Equity markets had a very strong start to the year, continuing their trend from 2017 and supported by robust economic and earnings growth. For the first time since September 2011, all geographic regions are achieving sustained positive earnings growth – and we see this global ‘synchronicity’ as generally being a good thing.
However, with the S&P 500 (as an example) up 7% year to date in mid-January, the magnitude of this momentum was difficult to justify. Subsequently, we have seen some violent moves in markets. In our view this was a long overdue market correction and see volatility as a healthy sign investors are taking account of the risks inherent in markets.
So our current outlook and base case remain unchanged: global growth has improved markedly and inflation expectations in Europe and the US are increasing. This has led to more hawkish rhetoric from central banks – including plans to increase interest rates and rein back on quantitative easing – but in the grand scheme of things they remain relatively accommodative.
Recently, we have marginally increased our developed equity exposure, and remain excited by developments in Japan & Europe where we are overweight our long term benchmarks. Political stability is set to continue in Japan following the re-election of Prime Minister Shinzo Abe. This likely means business as usual and a continuation of structural reforms feeding through into strong corporate earnings and wage growth.
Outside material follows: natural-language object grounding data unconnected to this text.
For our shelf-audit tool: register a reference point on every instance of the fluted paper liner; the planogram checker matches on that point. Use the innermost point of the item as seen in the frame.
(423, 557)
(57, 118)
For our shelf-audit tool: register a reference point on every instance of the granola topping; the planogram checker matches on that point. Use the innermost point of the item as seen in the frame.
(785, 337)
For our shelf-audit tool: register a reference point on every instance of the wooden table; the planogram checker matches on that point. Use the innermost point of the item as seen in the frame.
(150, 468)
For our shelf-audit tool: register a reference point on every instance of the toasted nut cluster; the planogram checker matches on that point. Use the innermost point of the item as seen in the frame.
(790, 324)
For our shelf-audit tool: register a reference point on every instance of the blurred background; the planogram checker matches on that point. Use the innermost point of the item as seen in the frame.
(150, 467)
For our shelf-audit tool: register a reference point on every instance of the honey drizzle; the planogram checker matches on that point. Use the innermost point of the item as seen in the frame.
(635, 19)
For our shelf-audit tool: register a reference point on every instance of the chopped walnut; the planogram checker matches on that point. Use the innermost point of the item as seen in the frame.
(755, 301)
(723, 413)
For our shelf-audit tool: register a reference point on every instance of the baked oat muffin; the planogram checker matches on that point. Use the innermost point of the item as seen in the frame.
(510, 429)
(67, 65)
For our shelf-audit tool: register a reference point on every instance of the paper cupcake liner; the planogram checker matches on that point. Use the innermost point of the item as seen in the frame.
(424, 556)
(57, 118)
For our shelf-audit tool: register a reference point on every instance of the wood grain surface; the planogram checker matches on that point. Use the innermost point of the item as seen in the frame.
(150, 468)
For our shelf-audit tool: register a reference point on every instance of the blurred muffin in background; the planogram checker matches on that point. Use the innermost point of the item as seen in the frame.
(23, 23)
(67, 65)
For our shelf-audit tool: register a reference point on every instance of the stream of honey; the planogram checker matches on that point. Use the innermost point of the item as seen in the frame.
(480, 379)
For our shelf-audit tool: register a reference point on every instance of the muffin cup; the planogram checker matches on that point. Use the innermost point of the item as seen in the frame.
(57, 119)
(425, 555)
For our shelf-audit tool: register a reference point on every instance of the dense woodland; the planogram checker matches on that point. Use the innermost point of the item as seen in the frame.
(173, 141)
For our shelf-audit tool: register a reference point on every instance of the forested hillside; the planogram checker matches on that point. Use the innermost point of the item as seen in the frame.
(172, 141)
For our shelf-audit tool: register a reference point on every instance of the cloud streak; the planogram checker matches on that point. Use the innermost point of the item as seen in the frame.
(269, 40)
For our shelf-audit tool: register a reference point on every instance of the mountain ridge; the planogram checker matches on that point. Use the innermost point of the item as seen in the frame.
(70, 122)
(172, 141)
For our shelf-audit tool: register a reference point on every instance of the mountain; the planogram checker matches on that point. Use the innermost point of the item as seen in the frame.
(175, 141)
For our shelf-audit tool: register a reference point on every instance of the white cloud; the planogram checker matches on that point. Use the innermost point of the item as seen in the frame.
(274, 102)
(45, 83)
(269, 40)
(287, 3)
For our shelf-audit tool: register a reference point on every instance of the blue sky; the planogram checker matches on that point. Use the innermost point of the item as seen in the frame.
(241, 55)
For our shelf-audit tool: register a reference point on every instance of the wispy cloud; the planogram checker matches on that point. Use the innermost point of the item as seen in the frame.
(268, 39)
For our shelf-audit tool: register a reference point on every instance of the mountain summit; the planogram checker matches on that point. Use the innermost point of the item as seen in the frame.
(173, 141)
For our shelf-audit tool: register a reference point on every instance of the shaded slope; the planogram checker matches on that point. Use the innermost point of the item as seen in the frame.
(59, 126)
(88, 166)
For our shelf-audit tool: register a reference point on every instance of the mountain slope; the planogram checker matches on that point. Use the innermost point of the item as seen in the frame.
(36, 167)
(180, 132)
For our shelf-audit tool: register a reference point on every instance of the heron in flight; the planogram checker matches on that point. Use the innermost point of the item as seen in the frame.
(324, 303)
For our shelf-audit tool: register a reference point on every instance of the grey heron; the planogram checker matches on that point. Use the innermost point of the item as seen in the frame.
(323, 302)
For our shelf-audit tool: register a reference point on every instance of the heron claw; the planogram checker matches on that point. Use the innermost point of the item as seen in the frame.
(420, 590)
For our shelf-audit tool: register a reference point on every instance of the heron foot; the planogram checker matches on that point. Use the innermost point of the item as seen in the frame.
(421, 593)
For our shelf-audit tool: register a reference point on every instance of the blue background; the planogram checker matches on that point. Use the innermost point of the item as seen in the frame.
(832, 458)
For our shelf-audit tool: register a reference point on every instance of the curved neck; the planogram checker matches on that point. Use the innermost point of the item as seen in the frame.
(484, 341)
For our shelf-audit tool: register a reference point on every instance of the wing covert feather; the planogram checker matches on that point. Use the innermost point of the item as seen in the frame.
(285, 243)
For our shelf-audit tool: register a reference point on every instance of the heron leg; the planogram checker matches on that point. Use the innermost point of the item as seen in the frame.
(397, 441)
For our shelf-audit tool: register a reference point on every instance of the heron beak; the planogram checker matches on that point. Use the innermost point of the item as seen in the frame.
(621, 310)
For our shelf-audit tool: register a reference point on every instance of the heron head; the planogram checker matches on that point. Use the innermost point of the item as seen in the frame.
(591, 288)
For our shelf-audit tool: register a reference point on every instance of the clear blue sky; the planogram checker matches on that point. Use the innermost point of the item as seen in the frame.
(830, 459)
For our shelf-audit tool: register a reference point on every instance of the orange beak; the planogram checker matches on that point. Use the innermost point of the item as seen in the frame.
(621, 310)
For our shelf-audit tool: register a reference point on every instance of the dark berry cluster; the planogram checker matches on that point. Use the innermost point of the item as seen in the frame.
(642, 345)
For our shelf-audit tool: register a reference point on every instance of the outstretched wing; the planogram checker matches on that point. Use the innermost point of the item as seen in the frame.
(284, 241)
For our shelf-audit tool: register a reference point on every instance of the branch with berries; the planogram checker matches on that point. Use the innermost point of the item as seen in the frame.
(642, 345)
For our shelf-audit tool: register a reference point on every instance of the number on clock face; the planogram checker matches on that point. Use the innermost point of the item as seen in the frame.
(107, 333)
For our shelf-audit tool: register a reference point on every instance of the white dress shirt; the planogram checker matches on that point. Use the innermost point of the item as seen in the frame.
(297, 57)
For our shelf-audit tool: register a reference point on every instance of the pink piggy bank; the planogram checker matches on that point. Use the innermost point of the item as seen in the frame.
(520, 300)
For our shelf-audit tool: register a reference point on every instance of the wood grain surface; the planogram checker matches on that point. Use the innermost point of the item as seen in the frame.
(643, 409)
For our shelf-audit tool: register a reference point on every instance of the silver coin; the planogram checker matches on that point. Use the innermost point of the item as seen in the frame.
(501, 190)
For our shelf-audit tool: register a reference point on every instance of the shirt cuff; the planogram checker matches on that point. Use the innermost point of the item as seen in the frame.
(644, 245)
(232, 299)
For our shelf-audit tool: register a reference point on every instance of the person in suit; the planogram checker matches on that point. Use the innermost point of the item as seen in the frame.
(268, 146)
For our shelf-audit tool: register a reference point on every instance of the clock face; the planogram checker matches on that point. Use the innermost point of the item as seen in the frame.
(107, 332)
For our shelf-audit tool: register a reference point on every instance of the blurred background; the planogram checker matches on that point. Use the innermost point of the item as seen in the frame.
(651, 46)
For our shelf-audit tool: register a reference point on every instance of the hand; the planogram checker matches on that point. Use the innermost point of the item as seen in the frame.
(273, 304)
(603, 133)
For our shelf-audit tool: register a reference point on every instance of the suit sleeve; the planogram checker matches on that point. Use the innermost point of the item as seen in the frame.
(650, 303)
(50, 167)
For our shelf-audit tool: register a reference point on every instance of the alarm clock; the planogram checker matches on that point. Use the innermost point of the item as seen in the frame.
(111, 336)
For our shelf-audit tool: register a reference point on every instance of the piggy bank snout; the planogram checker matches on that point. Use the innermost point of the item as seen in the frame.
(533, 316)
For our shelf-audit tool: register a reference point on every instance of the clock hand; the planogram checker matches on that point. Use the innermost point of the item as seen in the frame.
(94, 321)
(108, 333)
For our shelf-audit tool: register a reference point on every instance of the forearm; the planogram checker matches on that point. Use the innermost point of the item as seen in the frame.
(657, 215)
And European growth prospects are now among the most exciting globally, after years lagging other developed markets. Europe is likely to benefit in a similar vein to Asia from ongoing synchronised global growth and its economic recovery is much less mature than that in the UK or the US – with low inflation suggesting that, in spite of strong growth, the economy is some way from overheating.
We still hold a slightly negative view on long duration bonds as inflation may rise in the short term – negatively impacting values. With tight credit spreads we see little value in either investment grade or high yield bonds as an asset class either. So in fixed income we continue to invest in flexible strategies that can take advantage of specific opportunities as they arise.
One impact of globalisation is that corporate revenues and earnings are increasingly spread across the globe. This has a big impact on geographic equity allocation, which has been the basis for traditional asset allocation. In short, it is far less relevant than it once was. As an example, around 80% of revenues generated by FTSE 100 companies (i.e. listed in the UK) come from overseas.
Because of this, and drawing the success of this approach with our Positive Impact Portfolios, the research team are increasingly finding interesting investment ideas from funds that invest in global themes rather than specific geographies.
Healthcare, artificial intelligence and the millennial generation are three examples and you can expect more of this ‘thematic thinking’ in our outlook going forward.